Catalan politicians attending national day celebrations reaffirm their support for independence and say meaningful negotiations with Madrid over the issue can only take place after jailed colleagues are freed
September 11 is Catalonia Day, or Diada as it's known in the northeast Spanish region. This year's celebrations are the first since Spain jailed a number of politicians for their part and support for the unilateral declaration of independence in 2017. Those people remain behind bars but were not forgotten by Catalan politicians attending this year's events.
"Today we have to talk about those absent," the mayor of Barcelona, Ada Colau, told journalists. "There are social and political leaders in prison who are voiceless today. I think it is unjust for them to be imprisoned."
Catalonia remains at loggerheads with the Spanish government over the issue. The two are talking, but independence supporters say meaningul negotiations can only take place if the prisoners are released.
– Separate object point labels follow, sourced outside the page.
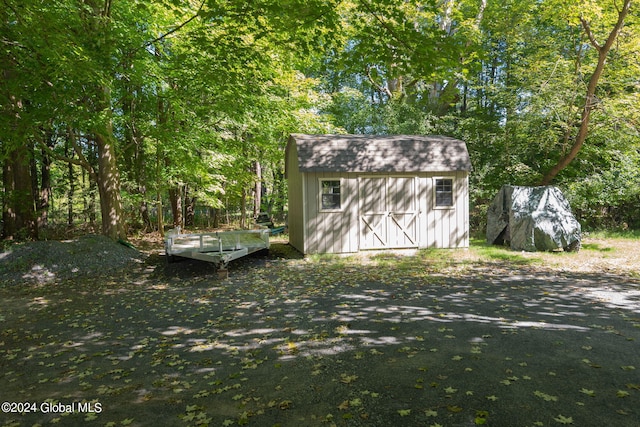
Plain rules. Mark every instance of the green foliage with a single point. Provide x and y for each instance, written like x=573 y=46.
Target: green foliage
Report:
x=195 y=93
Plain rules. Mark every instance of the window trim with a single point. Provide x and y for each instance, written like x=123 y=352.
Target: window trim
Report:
x=321 y=208
x=453 y=192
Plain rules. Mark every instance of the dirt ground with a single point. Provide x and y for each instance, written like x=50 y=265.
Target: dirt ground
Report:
x=483 y=336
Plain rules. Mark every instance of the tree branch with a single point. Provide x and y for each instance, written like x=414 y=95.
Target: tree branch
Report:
x=587 y=30
x=377 y=86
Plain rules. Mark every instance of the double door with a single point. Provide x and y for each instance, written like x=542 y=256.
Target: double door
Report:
x=388 y=212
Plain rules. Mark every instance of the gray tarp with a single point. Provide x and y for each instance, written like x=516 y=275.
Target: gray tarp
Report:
x=532 y=219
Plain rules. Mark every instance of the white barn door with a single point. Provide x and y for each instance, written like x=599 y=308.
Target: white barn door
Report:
x=388 y=216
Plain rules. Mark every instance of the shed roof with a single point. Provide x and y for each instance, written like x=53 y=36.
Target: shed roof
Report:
x=372 y=153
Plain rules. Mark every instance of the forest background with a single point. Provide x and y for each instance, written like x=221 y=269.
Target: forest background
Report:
x=128 y=115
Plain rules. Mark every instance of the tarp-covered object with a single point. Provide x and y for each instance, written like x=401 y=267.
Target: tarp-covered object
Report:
x=532 y=219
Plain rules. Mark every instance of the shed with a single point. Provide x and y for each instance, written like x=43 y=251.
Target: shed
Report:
x=349 y=193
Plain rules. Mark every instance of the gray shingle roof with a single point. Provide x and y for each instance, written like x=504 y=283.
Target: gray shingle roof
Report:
x=369 y=153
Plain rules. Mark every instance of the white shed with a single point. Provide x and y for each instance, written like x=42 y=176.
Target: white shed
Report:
x=356 y=192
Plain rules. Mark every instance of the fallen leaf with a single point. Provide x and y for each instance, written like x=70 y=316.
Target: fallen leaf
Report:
x=564 y=420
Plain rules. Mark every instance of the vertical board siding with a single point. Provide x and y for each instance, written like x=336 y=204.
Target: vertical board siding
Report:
x=334 y=231
x=296 y=215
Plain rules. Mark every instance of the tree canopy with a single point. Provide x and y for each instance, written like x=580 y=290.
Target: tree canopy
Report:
x=115 y=112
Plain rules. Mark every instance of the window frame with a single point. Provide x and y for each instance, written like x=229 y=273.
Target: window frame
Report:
x=435 y=192
x=321 y=193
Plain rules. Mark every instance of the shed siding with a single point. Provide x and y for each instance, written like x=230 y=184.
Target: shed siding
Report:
x=330 y=232
x=445 y=227
x=373 y=199
x=296 y=214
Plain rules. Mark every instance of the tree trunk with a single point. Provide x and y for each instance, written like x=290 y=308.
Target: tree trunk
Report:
x=257 y=201
x=113 y=224
x=590 y=102
x=175 y=199
x=190 y=209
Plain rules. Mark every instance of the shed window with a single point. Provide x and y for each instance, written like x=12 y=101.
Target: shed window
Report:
x=444 y=192
x=330 y=197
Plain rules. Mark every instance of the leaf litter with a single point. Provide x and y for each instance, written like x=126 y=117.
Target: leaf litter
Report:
x=359 y=341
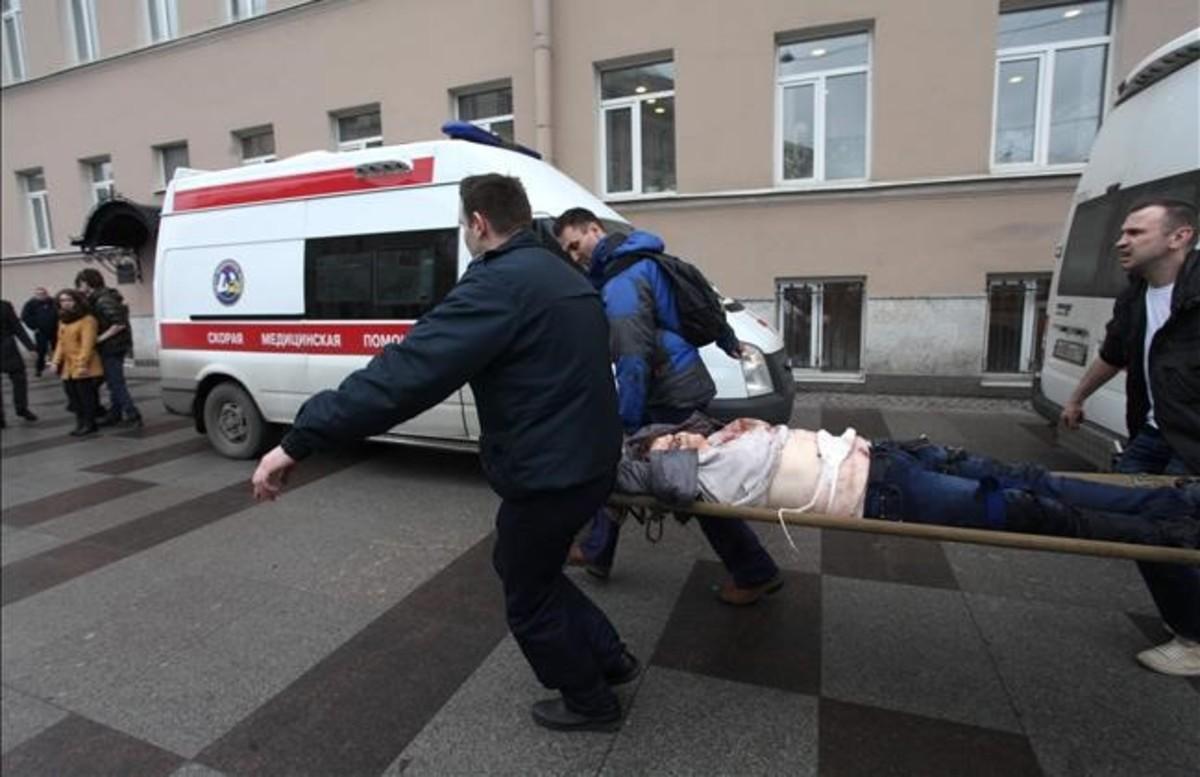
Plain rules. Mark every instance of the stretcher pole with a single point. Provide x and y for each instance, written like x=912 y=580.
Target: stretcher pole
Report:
x=924 y=531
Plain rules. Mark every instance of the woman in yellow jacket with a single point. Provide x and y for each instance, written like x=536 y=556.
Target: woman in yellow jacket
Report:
x=77 y=360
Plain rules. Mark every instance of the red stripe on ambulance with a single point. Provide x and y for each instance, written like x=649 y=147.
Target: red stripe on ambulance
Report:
x=298 y=186
x=312 y=338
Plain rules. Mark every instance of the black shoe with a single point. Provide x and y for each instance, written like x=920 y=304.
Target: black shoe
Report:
x=133 y=421
x=112 y=419
x=629 y=670
x=553 y=714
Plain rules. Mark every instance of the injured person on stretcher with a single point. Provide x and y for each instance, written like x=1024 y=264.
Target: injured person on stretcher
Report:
x=754 y=464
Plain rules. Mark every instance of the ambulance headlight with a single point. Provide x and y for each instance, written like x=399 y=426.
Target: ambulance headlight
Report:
x=756 y=372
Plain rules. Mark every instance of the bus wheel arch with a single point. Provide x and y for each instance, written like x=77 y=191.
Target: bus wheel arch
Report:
x=231 y=419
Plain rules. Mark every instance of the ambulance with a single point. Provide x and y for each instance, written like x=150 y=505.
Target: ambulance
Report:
x=276 y=281
x=1149 y=146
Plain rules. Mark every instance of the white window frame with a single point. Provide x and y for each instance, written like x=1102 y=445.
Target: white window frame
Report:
x=634 y=102
x=15 y=58
x=166 y=12
x=240 y=10
x=105 y=185
x=486 y=121
x=161 y=161
x=372 y=142
x=88 y=24
x=241 y=134
x=1045 y=55
x=1029 y=323
x=817 y=79
x=816 y=333
x=42 y=197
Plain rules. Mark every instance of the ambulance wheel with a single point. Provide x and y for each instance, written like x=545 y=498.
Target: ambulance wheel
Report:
x=234 y=425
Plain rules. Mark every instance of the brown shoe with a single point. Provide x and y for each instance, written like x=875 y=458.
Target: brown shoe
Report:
x=737 y=596
x=575 y=555
x=575 y=558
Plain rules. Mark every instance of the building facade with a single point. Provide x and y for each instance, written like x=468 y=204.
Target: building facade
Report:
x=886 y=181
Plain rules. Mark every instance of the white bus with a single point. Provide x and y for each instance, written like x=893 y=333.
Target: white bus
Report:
x=1147 y=146
x=275 y=281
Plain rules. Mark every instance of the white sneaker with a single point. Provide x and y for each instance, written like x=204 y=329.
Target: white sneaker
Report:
x=1177 y=657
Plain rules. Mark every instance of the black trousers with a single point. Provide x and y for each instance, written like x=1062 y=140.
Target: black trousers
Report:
x=84 y=395
x=19 y=391
x=567 y=639
x=45 y=345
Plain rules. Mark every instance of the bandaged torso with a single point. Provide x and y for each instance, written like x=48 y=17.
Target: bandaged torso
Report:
x=778 y=467
x=822 y=474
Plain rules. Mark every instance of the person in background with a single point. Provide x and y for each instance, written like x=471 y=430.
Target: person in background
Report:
x=12 y=363
x=660 y=379
x=114 y=342
x=76 y=359
x=1155 y=336
x=41 y=315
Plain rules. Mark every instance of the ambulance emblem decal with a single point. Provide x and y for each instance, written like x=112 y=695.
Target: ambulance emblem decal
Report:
x=227 y=282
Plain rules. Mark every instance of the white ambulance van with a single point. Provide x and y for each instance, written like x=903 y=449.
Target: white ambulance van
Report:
x=276 y=281
x=1149 y=146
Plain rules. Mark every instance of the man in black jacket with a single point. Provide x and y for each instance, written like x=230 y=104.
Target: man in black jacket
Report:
x=529 y=335
x=1155 y=336
x=11 y=361
x=41 y=314
x=114 y=343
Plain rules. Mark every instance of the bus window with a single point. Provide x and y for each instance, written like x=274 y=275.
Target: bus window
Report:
x=387 y=276
x=1089 y=265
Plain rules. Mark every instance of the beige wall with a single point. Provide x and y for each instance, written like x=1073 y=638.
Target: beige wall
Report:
x=285 y=70
x=726 y=82
x=931 y=91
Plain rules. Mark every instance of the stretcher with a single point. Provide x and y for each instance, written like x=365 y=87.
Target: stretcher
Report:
x=648 y=510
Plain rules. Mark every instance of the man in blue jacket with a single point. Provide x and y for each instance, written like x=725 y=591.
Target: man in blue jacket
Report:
x=528 y=333
x=660 y=379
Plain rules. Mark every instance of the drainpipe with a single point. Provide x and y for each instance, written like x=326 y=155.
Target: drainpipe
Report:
x=541 y=80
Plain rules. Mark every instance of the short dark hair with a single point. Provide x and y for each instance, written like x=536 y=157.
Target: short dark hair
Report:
x=1176 y=212
x=499 y=198
x=577 y=217
x=91 y=277
x=78 y=296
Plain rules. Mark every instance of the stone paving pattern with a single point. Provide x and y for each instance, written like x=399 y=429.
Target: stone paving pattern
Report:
x=155 y=621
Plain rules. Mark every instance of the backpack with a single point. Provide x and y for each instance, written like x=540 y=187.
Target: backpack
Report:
x=701 y=312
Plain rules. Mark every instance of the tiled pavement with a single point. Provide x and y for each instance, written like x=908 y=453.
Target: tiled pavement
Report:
x=156 y=622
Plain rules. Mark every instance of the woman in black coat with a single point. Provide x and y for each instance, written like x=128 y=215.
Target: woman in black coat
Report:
x=12 y=362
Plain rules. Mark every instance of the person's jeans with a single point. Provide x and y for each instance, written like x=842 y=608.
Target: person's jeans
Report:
x=567 y=639
x=119 y=393
x=19 y=392
x=933 y=483
x=45 y=344
x=84 y=398
x=1175 y=588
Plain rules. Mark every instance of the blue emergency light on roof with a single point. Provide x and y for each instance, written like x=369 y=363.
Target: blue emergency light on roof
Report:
x=469 y=132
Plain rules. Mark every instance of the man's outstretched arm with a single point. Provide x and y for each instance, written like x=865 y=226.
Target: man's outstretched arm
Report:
x=457 y=338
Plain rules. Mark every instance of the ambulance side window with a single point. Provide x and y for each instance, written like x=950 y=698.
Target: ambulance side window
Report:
x=384 y=276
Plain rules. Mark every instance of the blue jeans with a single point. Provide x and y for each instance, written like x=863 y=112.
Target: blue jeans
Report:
x=564 y=636
x=922 y=482
x=1175 y=588
x=735 y=542
x=119 y=393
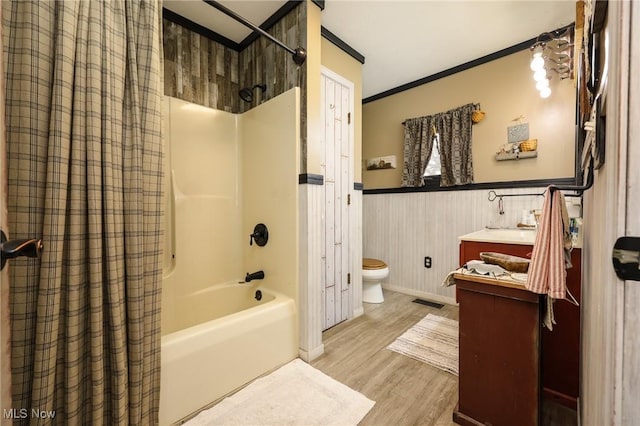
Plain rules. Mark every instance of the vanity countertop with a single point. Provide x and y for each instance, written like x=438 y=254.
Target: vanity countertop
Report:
x=502 y=281
x=506 y=236
x=521 y=236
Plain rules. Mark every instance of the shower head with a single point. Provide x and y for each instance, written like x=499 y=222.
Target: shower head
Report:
x=246 y=94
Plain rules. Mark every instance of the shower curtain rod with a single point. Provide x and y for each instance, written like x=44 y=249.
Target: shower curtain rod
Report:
x=299 y=54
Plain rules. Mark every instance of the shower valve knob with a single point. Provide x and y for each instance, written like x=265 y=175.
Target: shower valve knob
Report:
x=10 y=249
x=260 y=235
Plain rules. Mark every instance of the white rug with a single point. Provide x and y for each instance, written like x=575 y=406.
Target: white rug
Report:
x=294 y=394
x=433 y=340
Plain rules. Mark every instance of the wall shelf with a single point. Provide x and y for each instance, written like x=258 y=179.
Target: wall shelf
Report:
x=516 y=156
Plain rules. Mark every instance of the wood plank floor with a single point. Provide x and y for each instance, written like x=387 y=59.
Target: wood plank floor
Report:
x=406 y=391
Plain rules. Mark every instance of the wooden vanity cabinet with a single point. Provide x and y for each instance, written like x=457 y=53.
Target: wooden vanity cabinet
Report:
x=560 y=347
x=499 y=364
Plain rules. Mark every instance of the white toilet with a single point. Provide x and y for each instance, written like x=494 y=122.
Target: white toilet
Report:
x=373 y=272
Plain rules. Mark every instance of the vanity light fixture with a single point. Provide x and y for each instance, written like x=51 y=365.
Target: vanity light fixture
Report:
x=552 y=52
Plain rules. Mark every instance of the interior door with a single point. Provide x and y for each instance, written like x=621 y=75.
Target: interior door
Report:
x=337 y=104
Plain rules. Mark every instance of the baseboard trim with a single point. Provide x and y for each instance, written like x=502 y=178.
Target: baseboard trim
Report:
x=421 y=294
x=308 y=356
x=358 y=311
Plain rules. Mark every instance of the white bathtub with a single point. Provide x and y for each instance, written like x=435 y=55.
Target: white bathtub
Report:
x=222 y=339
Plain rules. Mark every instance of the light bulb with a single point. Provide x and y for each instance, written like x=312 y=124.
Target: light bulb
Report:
x=545 y=92
x=537 y=63
x=541 y=74
x=542 y=84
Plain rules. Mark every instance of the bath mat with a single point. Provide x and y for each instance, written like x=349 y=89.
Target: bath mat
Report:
x=433 y=340
x=295 y=394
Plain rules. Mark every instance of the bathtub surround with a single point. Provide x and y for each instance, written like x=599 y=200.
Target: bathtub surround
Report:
x=404 y=228
x=297 y=394
x=228 y=172
x=85 y=164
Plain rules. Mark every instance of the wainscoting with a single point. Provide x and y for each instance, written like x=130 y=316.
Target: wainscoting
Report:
x=402 y=229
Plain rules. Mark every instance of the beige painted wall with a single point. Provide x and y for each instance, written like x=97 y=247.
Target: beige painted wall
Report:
x=505 y=90
x=341 y=63
x=314 y=149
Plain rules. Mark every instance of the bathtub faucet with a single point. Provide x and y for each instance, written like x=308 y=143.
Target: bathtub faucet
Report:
x=255 y=276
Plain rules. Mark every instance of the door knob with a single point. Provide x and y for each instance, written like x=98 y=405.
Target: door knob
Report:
x=10 y=249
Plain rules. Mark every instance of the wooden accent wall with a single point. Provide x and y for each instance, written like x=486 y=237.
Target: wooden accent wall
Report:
x=264 y=62
x=199 y=70
x=202 y=71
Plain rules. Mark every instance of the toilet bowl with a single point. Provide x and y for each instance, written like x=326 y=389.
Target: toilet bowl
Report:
x=373 y=272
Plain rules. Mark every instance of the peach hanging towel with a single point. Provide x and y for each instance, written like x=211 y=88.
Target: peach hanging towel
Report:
x=551 y=253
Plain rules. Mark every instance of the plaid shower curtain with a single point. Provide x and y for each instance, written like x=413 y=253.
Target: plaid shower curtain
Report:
x=83 y=110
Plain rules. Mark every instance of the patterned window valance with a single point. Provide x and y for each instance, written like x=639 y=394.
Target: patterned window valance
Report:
x=454 y=128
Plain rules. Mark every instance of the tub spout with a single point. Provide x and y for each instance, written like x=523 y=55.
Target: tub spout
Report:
x=255 y=276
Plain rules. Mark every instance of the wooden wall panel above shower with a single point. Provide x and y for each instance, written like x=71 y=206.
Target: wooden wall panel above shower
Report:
x=199 y=70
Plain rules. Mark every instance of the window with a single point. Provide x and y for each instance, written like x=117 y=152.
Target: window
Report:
x=433 y=166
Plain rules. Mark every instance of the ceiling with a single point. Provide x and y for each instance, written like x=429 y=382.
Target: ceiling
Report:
x=403 y=41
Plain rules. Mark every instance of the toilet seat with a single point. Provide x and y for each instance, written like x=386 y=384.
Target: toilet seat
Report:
x=373 y=272
x=371 y=264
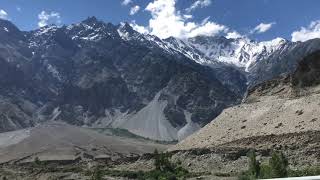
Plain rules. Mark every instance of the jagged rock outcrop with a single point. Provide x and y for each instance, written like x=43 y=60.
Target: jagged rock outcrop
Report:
x=284 y=105
x=101 y=75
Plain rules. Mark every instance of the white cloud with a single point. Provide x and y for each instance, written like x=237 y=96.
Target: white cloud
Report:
x=3 y=14
x=199 y=4
x=126 y=2
x=263 y=27
x=166 y=21
x=307 y=33
x=233 y=35
x=134 y=10
x=46 y=18
x=140 y=29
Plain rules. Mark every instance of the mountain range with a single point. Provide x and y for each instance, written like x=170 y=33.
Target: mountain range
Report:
x=96 y=74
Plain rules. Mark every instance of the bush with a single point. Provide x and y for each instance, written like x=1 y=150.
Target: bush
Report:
x=279 y=165
x=254 y=165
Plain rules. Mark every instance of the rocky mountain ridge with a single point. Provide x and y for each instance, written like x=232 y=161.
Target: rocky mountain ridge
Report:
x=285 y=105
x=100 y=75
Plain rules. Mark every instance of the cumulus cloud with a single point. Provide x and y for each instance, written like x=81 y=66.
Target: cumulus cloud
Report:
x=199 y=4
x=233 y=35
x=46 y=18
x=140 y=29
x=126 y=2
x=263 y=27
x=134 y=10
x=307 y=33
x=3 y=14
x=166 y=21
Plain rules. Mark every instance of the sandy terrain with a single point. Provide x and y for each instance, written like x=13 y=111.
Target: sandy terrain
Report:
x=58 y=141
x=270 y=115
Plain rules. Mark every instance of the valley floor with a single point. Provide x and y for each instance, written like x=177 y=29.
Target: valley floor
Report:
x=225 y=161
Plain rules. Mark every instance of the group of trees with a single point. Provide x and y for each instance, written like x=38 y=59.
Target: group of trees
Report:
x=276 y=168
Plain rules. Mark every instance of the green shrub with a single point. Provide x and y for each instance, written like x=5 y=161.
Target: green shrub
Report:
x=265 y=171
x=254 y=165
x=279 y=165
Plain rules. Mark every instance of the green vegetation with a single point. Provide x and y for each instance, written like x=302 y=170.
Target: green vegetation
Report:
x=276 y=168
x=164 y=170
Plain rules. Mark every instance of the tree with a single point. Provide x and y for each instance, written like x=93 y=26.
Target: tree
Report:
x=156 y=159
x=254 y=165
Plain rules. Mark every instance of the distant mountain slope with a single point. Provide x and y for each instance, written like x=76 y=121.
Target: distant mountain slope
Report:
x=281 y=106
x=100 y=75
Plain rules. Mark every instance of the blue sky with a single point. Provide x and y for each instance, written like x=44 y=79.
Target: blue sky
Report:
x=277 y=18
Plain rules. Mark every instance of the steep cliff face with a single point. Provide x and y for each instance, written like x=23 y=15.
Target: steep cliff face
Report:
x=285 y=105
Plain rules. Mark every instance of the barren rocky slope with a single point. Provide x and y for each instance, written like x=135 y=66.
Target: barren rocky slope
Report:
x=281 y=106
x=56 y=141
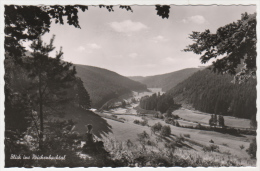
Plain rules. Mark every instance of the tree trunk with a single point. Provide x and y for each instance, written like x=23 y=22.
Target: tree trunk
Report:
x=41 y=116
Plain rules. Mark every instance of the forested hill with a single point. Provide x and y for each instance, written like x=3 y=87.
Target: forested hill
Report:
x=103 y=85
x=166 y=81
x=212 y=93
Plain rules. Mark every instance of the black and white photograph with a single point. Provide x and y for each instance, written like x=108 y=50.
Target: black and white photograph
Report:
x=160 y=85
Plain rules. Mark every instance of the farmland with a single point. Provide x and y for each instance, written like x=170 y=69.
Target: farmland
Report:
x=118 y=125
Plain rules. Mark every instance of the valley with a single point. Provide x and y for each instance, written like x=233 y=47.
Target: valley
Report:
x=122 y=129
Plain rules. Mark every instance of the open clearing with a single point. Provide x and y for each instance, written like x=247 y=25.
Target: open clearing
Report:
x=203 y=118
x=107 y=127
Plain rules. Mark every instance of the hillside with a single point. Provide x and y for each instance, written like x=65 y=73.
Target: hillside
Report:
x=166 y=81
x=103 y=85
x=214 y=93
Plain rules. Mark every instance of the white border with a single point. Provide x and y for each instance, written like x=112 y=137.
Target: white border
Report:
x=118 y=2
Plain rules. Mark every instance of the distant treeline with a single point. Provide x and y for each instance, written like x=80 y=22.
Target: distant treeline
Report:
x=214 y=93
x=104 y=85
x=158 y=102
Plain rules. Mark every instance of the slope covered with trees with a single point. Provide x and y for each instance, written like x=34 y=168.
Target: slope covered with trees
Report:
x=215 y=93
x=104 y=85
x=166 y=81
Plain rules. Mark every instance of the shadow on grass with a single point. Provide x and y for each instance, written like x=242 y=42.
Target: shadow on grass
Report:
x=83 y=118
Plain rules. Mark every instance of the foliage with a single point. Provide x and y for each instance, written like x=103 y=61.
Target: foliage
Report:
x=213 y=120
x=221 y=121
x=82 y=98
x=166 y=81
x=252 y=148
x=134 y=156
x=186 y=135
x=112 y=86
x=165 y=131
x=209 y=92
x=143 y=123
x=211 y=148
x=156 y=127
x=253 y=122
x=242 y=147
x=235 y=41
x=51 y=79
x=160 y=103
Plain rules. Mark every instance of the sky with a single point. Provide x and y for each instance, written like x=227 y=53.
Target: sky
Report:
x=140 y=43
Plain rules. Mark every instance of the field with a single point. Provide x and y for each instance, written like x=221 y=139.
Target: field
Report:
x=203 y=118
x=106 y=126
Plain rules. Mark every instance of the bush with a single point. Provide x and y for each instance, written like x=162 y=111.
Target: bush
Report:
x=252 y=148
x=176 y=117
x=211 y=148
x=143 y=123
x=170 y=146
x=242 y=147
x=186 y=135
x=177 y=124
x=166 y=131
x=156 y=127
x=136 y=121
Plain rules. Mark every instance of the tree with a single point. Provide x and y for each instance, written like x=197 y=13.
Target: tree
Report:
x=156 y=127
x=82 y=97
x=166 y=131
x=29 y=22
x=213 y=120
x=221 y=121
x=235 y=41
x=253 y=122
x=169 y=113
x=51 y=79
x=252 y=148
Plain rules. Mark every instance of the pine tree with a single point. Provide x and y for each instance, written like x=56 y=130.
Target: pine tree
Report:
x=51 y=80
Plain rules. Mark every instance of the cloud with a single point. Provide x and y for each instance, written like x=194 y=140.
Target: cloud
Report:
x=196 y=19
x=127 y=26
x=133 y=55
x=94 y=46
x=159 y=39
x=81 y=48
x=88 y=48
x=168 y=61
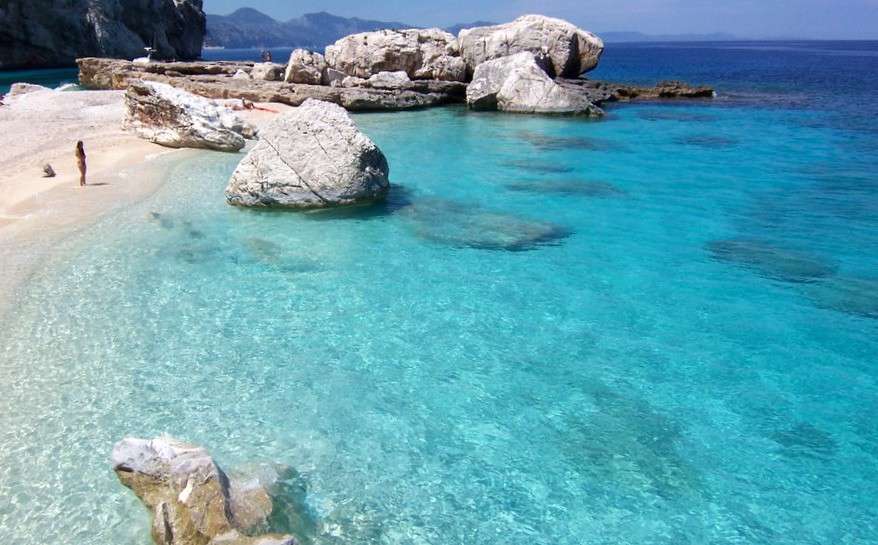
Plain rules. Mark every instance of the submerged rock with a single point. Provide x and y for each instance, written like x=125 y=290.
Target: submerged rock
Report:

"Spain is a lawful state with separation of powers," said PSC Secretary General Miquel Iceta. "So if the government of Catalonia asks the government of Spain for things that are out of its hands, and those things are a pre-requisite for dialogue, then we can only take the path, the only possible way, which is dialogue, negotiation and agreement."
On Monday the Catalonian President Quim Torra raised the Catalan flag in front of thouands who took to the streets of Barcelona to demand the release of those jailed, who they claim are poltical prisoners.
Support for independence in last year's illegal referehdum was high but turn-out was low and the latest survey on the issue suggests it's a very close call.